Taiho Pharmaceutical Announces Results of Gemcitabine and TS-1 Trial (GEST)on Advanced Pancreatic Cancer
Tokyo, January 26, 2011 — Taiho Pharmaceutical Co., Ltd., announced today the results of its Gemcitabine and TS-1 Trial (GEST) on advanced pancreatic cancer. The objective of the trial was to verify that TS-1 alone has the same efficacy for treatment of advanced pancreatic cancer as does gemcitabine alone, regarded as the standard treatment, and also to verify that treatment with a combination of TS-1 and gemcitabine is superior to treatment with gemcitabine alone. The trial results verified that treatment with TS-1 alone does show equivalent efficacy versus the standard treatment of gemcitabine alone. Good results were also obtained regarding safety. TS-1 and gemcitabine combination therapy, on the other hand, was not shown to be superior to treatment with gemcitabine alone in terms of survival at a statistically significant level. It is hoped that this trial will lead to the addition of TS-1, a member of the fluoropyrimidine class of chemotherapeutic agents, as a standard treatment option for advanced pancreatic cancer. Detailed trial results will be presented at a medical convention to be held in 2011. Going forward, Taiho Pharmaceutical will use the trial data to continue to develop better treatments for pancreatic cancer.
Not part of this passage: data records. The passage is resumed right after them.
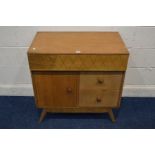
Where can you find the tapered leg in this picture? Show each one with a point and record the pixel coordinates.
(42, 116)
(111, 115)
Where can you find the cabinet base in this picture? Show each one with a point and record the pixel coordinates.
(77, 110)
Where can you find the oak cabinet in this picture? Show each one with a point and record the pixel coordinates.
(77, 71)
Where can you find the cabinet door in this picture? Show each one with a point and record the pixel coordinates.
(55, 89)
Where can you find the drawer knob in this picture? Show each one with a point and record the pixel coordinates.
(69, 90)
(100, 81)
(98, 99)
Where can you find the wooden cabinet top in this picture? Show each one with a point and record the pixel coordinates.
(77, 43)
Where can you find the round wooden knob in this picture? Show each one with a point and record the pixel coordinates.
(100, 81)
(98, 99)
(69, 90)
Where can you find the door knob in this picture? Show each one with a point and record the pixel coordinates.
(100, 81)
(98, 99)
(69, 90)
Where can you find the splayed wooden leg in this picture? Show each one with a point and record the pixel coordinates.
(111, 115)
(42, 116)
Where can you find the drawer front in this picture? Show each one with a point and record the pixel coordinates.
(78, 62)
(101, 80)
(55, 90)
(98, 98)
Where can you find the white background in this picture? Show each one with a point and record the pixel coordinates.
(15, 76)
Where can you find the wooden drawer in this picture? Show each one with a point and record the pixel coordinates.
(101, 80)
(98, 98)
(55, 89)
(77, 62)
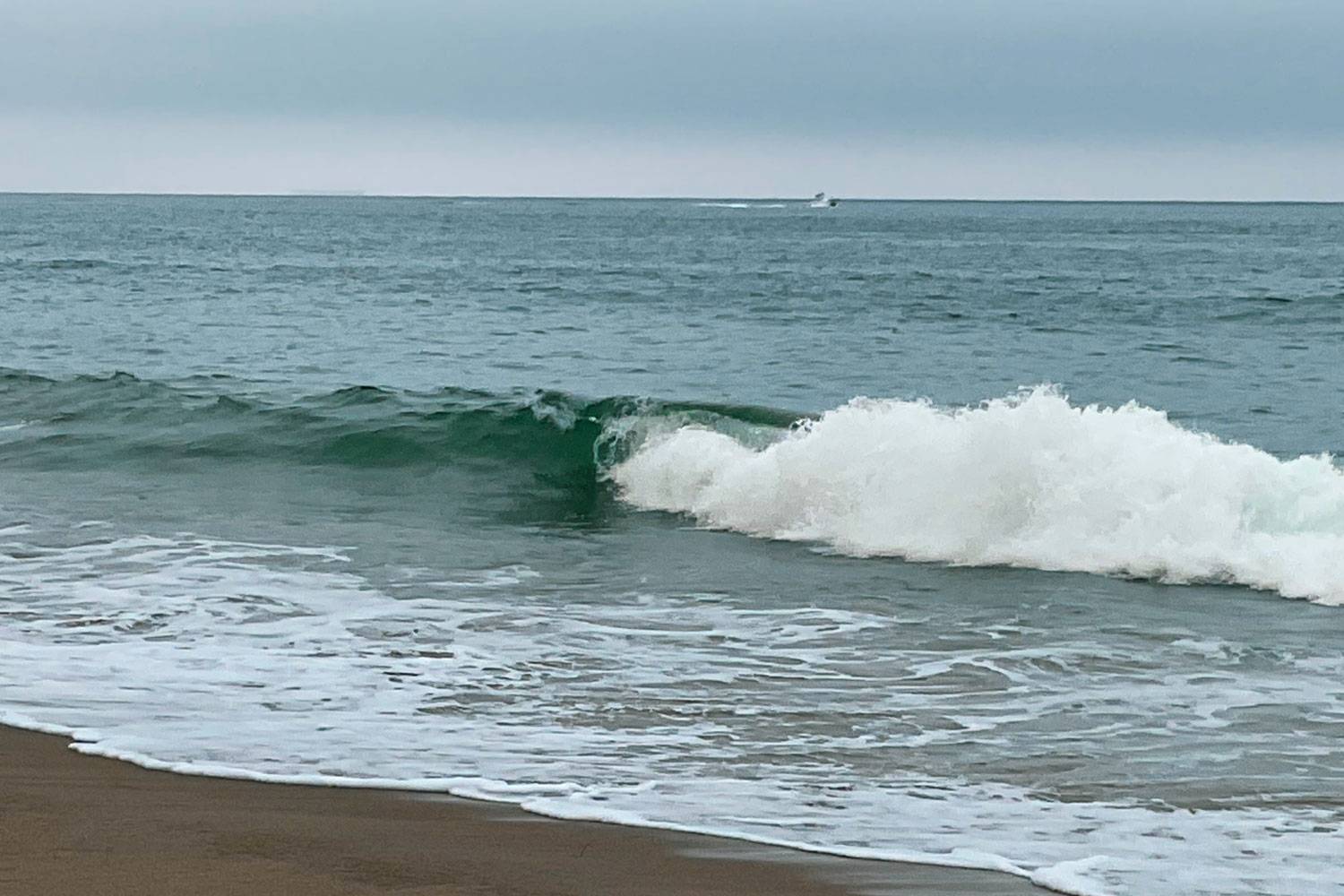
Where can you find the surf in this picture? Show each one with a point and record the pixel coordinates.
(1024, 481)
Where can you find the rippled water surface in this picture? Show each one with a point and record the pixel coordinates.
(570, 503)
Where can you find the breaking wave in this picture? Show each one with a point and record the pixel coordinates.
(1027, 481)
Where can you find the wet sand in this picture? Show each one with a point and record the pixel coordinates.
(73, 823)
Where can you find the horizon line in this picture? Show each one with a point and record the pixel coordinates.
(357, 194)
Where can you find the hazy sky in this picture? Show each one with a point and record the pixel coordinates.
(978, 99)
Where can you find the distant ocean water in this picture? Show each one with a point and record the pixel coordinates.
(951, 532)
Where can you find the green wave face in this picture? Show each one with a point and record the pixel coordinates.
(532, 446)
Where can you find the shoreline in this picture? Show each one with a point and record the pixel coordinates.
(78, 823)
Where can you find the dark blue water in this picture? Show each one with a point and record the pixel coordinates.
(464, 492)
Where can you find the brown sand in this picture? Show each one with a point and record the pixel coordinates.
(89, 826)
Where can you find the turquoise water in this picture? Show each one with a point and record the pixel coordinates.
(572, 503)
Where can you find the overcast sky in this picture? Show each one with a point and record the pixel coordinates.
(922, 99)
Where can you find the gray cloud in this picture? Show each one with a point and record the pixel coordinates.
(972, 67)
(992, 99)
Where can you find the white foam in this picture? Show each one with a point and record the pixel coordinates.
(741, 204)
(1029, 481)
(835, 729)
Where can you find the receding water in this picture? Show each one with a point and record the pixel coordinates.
(577, 504)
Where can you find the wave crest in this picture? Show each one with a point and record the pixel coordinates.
(1029, 481)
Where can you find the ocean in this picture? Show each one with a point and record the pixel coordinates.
(973, 533)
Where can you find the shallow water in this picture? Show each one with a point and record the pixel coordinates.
(508, 498)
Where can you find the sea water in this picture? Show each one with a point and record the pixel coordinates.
(989, 535)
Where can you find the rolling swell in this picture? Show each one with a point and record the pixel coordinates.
(88, 422)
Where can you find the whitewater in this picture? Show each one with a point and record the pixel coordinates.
(578, 504)
(1029, 481)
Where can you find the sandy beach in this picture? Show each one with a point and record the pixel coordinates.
(83, 825)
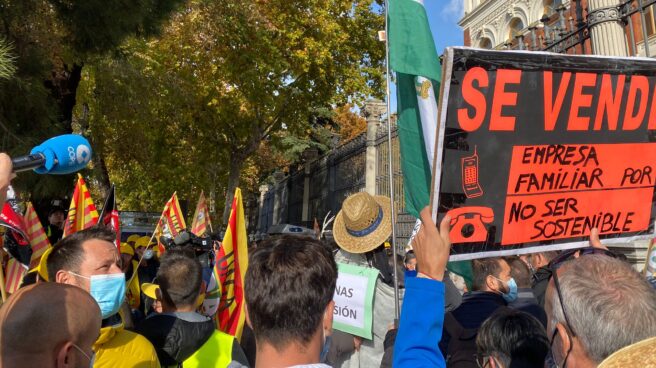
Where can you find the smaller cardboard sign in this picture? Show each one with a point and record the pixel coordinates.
(354, 294)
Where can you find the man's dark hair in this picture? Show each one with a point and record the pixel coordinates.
(179, 278)
(520, 272)
(514, 338)
(481, 268)
(68, 254)
(289, 283)
(409, 255)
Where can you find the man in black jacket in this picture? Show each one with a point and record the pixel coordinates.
(179, 334)
(492, 288)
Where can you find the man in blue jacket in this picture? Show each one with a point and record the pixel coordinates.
(420, 329)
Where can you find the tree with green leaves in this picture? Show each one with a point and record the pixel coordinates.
(52, 41)
(226, 82)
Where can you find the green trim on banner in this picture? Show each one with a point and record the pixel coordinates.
(371, 275)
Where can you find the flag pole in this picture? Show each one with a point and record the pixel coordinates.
(2, 285)
(150, 241)
(391, 171)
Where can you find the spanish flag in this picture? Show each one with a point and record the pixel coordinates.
(36, 235)
(229, 270)
(109, 216)
(171, 223)
(82, 213)
(15, 273)
(201, 222)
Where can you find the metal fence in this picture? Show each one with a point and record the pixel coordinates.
(332, 178)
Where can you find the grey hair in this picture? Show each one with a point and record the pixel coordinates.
(608, 304)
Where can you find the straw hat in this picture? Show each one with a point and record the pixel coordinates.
(149, 290)
(640, 354)
(142, 242)
(363, 223)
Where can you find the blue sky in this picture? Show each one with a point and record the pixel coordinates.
(443, 16)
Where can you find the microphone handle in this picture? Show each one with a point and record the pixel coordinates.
(29, 162)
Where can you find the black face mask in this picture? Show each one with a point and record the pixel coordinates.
(553, 358)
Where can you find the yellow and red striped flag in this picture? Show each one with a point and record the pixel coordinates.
(171, 223)
(230, 269)
(82, 213)
(14, 275)
(201, 223)
(35, 234)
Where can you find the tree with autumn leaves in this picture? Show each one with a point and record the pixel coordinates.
(229, 92)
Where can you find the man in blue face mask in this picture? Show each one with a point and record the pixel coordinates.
(89, 260)
(492, 288)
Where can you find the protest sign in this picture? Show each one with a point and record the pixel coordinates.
(536, 149)
(353, 299)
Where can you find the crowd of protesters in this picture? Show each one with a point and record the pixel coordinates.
(91, 306)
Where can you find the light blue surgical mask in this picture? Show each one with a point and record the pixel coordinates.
(511, 296)
(108, 291)
(148, 254)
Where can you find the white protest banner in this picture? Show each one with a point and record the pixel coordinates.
(353, 299)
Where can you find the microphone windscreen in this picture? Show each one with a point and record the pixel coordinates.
(64, 154)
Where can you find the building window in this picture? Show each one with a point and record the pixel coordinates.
(550, 6)
(516, 26)
(649, 20)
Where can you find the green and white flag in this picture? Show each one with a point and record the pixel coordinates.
(418, 75)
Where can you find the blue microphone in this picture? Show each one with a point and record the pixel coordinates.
(60, 155)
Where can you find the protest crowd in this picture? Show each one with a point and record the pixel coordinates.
(577, 308)
(77, 293)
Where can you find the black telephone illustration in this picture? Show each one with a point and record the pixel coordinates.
(468, 224)
(470, 184)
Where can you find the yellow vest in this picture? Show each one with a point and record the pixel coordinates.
(216, 352)
(119, 348)
(133, 290)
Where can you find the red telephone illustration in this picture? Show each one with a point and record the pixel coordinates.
(468, 224)
(470, 176)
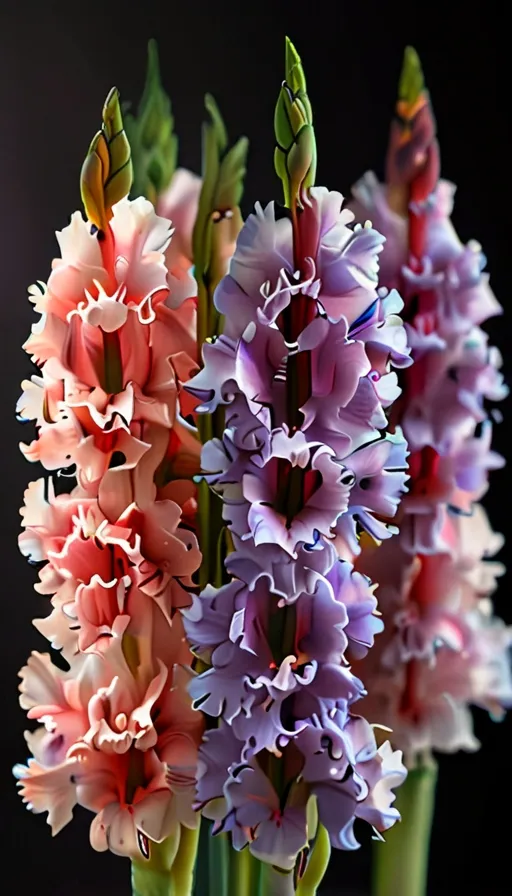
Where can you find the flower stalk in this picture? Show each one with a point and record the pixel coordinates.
(400, 865)
(440, 639)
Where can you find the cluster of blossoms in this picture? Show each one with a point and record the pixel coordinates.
(302, 372)
(442, 649)
(115, 343)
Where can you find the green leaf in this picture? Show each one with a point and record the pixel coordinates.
(106, 175)
(151, 134)
(295, 152)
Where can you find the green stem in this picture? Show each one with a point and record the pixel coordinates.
(400, 865)
(152, 877)
(182, 874)
(202, 876)
(317, 865)
(275, 883)
(218, 862)
(242, 872)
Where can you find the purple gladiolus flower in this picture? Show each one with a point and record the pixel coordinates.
(442, 650)
(304, 372)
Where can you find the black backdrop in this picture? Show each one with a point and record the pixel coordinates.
(57, 63)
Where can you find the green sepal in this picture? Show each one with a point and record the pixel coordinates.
(106, 175)
(218, 218)
(295, 152)
(151, 134)
(412, 83)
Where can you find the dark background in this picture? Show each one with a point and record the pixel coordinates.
(57, 63)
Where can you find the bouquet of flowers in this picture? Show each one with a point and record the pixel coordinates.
(232, 423)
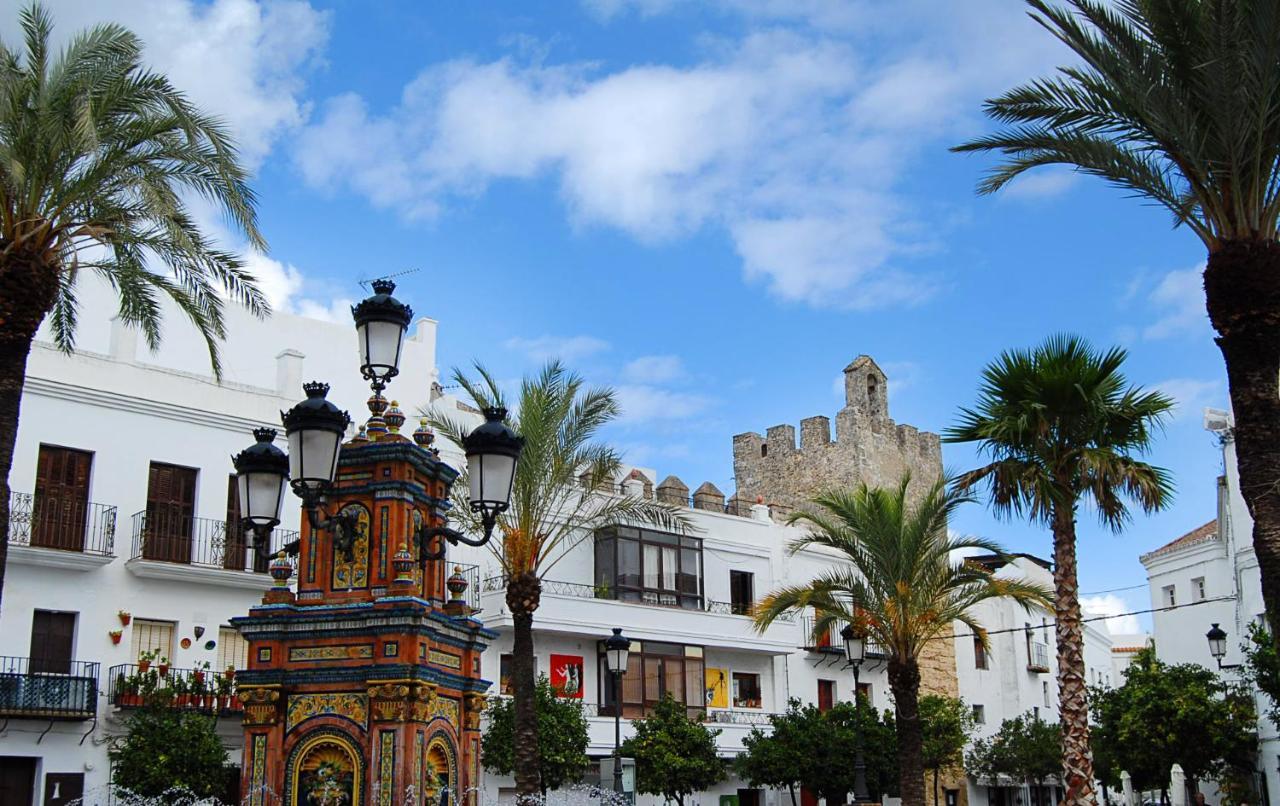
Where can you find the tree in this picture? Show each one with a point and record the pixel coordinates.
(1174, 101)
(945, 726)
(169, 750)
(675, 755)
(96, 154)
(1061, 424)
(812, 749)
(1262, 667)
(554, 504)
(895, 582)
(1025, 749)
(1174, 713)
(562, 736)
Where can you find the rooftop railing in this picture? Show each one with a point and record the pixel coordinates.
(172, 537)
(68, 525)
(48, 688)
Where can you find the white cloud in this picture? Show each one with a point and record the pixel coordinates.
(566, 348)
(792, 138)
(654, 370)
(238, 59)
(1192, 395)
(1179, 301)
(1110, 604)
(644, 403)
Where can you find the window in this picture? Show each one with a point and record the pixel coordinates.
(53, 636)
(979, 654)
(746, 690)
(60, 509)
(656, 669)
(741, 591)
(170, 513)
(826, 695)
(150, 636)
(639, 564)
(232, 649)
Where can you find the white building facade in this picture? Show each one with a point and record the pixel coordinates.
(1210, 576)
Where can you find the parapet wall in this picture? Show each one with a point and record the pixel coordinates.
(867, 447)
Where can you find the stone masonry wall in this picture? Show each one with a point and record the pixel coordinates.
(868, 447)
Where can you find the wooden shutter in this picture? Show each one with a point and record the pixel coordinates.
(170, 513)
(152, 636)
(60, 511)
(53, 636)
(232, 649)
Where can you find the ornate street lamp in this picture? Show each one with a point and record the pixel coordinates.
(380, 325)
(855, 651)
(616, 650)
(492, 452)
(1217, 646)
(260, 474)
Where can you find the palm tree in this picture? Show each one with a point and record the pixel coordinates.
(1175, 101)
(896, 582)
(1061, 424)
(96, 155)
(556, 503)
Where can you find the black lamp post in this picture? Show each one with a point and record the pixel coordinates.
(315, 429)
(260, 474)
(616, 649)
(855, 650)
(1217, 646)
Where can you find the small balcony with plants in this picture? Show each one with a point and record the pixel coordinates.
(154, 682)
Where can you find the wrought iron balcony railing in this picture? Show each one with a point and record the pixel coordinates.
(51, 522)
(48, 688)
(168, 536)
(192, 690)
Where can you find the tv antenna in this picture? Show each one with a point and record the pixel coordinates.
(385, 276)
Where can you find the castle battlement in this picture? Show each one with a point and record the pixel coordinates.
(867, 445)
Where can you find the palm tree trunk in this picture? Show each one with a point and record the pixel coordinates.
(904, 681)
(27, 293)
(1072, 692)
(524, 595)
(1243, 301)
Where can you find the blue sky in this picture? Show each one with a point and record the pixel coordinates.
(711, 206)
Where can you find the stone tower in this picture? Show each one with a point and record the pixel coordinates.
(364, 687)
(868, 447)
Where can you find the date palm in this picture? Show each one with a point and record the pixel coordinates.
(1061, 424)
(894, 578)
(1175, 101)
(96, 156)
(558, 499)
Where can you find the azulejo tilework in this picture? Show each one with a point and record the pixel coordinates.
(353, 706)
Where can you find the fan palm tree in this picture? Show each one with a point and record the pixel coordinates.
(96, 154)
(1061, 424)
(557, 502)
(894, 578)
(1175, 101)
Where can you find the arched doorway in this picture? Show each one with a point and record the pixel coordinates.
(440, 782)
(325, 770)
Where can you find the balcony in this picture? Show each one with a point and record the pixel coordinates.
(173, 548)
(1037, 658)
(44, 688)
(579, 609)
(60, 532)
(190, 690)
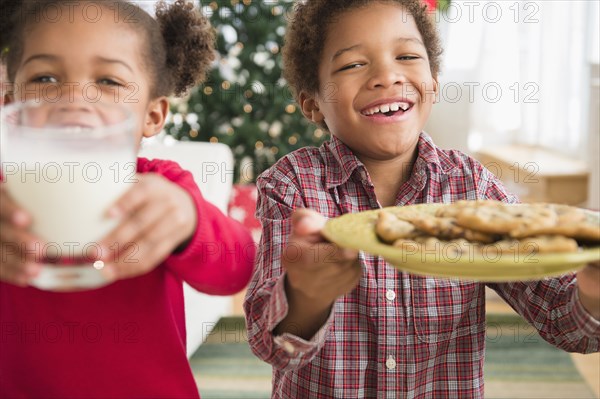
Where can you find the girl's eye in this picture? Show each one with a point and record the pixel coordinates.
(44, 79)
(351, 66)
(109, 82)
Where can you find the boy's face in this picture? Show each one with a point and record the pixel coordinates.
(80, 63)
(376, 88)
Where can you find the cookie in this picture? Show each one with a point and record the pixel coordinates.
(445, 228)
(390, 228)
(530, 245)
(498, 218)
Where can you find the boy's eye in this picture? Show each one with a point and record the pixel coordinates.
(351, 66)
(44, 79)
(407, 57)
(109, 82)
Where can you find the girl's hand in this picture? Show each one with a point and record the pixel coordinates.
(20, 250)
(588, 284)
(157, 216)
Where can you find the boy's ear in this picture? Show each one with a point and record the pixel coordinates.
(7, 99)
(310, 107)
(156, 115)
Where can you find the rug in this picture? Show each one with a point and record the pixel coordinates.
(519, 364)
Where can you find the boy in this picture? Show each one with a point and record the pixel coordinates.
(337, 324)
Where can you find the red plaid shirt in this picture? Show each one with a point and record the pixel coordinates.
(396, 335)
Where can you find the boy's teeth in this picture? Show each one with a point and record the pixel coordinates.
(387, 108)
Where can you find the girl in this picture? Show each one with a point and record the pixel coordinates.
(126, 339)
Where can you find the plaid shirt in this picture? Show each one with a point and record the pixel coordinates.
(396, 335)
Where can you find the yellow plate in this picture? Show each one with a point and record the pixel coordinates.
(357, 231)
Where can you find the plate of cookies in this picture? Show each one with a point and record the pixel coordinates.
(481, 240)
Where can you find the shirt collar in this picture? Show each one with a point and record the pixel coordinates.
(341, 162)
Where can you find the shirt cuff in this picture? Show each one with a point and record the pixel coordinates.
(290, 343)
(584, 321)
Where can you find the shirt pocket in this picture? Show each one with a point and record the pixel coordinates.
(446, 309)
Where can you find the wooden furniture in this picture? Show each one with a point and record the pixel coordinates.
(537, 174)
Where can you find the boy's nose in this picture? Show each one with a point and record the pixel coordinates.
(386, 75)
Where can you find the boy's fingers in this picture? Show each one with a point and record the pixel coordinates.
(306, 223)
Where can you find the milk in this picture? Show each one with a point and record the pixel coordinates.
(66, 164)
(68, 194)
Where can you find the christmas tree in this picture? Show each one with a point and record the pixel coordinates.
(245, 102)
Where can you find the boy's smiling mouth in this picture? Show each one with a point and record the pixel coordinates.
(387, 108)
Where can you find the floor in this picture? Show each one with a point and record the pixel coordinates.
(588, 365)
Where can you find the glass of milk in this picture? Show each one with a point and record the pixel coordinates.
(66, 164)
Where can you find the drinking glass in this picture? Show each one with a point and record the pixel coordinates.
(66, 164)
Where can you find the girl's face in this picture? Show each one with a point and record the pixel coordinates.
(79, 61)
(376, 88)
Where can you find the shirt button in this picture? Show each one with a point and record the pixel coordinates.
(289, 347)
(390, 363)
(390, 295)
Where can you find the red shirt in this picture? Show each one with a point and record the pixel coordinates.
(396, 335)
(127, 339)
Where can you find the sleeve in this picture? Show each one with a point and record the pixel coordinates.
(551, 305)
(266, 304)
(219, 258)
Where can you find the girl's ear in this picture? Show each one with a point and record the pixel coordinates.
(310, 107)
(156, 114)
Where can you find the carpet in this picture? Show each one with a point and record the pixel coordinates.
(519, 364)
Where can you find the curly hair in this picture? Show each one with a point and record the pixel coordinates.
(307, 30)
(178, 48)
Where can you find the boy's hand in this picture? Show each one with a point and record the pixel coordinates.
(318, 272)
(588, 284)
(316, 268)
(20, 250)
(157, 216)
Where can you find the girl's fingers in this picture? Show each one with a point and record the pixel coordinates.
(133, 227)
(134, 198)
(19, 241)
(148, 251)
(10, 212)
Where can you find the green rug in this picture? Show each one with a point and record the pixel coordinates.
(519, 364)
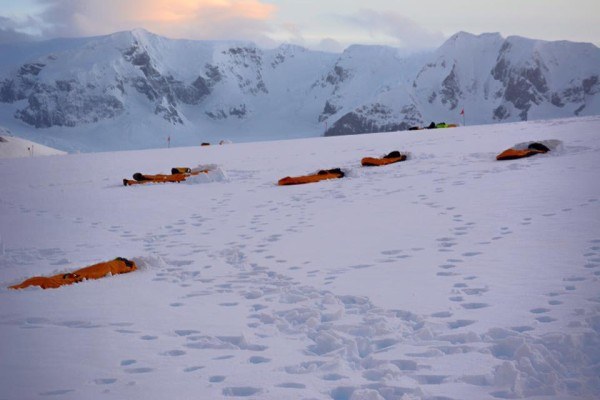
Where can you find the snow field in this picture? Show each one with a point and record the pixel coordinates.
(448, 276)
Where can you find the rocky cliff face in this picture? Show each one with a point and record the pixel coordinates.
(134, 76)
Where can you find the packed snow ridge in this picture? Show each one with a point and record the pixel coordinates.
(447, 276)
(133, 90)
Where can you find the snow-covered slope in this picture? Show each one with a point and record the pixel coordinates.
(13, 147)
(448, 276)
(132, 90)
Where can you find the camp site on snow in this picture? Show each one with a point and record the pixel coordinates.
(530, 150)
(321, 175)
(178, 174)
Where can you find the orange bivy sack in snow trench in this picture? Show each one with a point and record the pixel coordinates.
(114, 267)
(532, 149)
(391, 158)
(178, 174)
(319, 176)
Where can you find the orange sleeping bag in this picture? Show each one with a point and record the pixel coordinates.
(178, 174)
(117, 266)
(391, 158)
(532, 149)
(319, 176)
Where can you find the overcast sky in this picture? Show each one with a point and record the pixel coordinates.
(324, 24)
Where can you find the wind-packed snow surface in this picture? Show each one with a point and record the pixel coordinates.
(448, 276)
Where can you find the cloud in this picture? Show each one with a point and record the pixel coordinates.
(194, 19)
(402, 29)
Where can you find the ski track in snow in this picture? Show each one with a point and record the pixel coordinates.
(343, 346)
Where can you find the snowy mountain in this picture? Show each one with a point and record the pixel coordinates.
(447, 276)
(134, 89)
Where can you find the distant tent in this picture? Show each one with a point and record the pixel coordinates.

A member of the fluoropyrimidine class of chemotherapeutic agents, TS-1 is a combination of three pharmacological compounds: tegafur, an antimetabolite agent that, after absorption, is converted into the anti-cancer agent fluorouracil (5-FU); gimeracil (5-chloro-2, 4-dihydroxypyridine, or CDHP), which decreases the degradation of 5-FU by the body; and oteracil (Oxo), which decreases 5-FU phosphorylation in the gastrointestinal tract. Developed as a gastric cancer treatment, TS-1 has become a standard of care for the treatment of gastric cancer in Japan since its initial approval there in 1999. TS-1 is also approved for patients with gastric cancer in South Korea, China, Singapore, and Taiwan. TS-1 was subsequently approved in Japan for six additional indications: for the treatment of colorectal, head and neck, non-small cell lung, unresectable or recurrent breast, pancreatic, and biliary tract cancers. To date, TS-1 has been used by more than 870,000 patients in Japan and Asia.
The trial was conducted jointly in Japan and Taiwan with the participation of more than 80 medical institutions. It compared subjects—patients with unresectable advanced pancreatic cancer—assigned to one of three groups: a group treated with gemcitabine alone, a group treated with the oral anticancer agent TS-1 alone, and a group treated with a combination of TS-1 and gemcitabine. Outcome measures included overall survival, progression-free survival, and safety. The group treated with gemcitabine alone followed a schedule in which one course lasted 28 days with gemcitabine administered by intravenous drip infusion at 1,000 mg/m2 on days 1, 8, and 15 with day 22 being a day of rest. The group treated with TS-1 alone followed a schedule in which one course lasted 42 days with TS-1 administered orally at a dose prescribed according to body surface area (80mg, 100mg, or 120mg/day) twice daily for 28 days followed by a two-week rest period. The group treated with a combination of TS-1 and gemcitabine followed a schedule in which one course lasted 21 days with gemcitabine administered by intravenous drip infusion at 1,000 mg/m2 on days 1 and 8 and TS-1 co-administered orally at a dose prescribed according to body surface area (60mg, 80mg, or 100mg/day) twice daily for 14 days followed by a one-week rest period. In each treatment arm administration of the curative agent(s) was repeated until stated criteria for termination were fulfilled.
Information in this news release was current as of the original release date.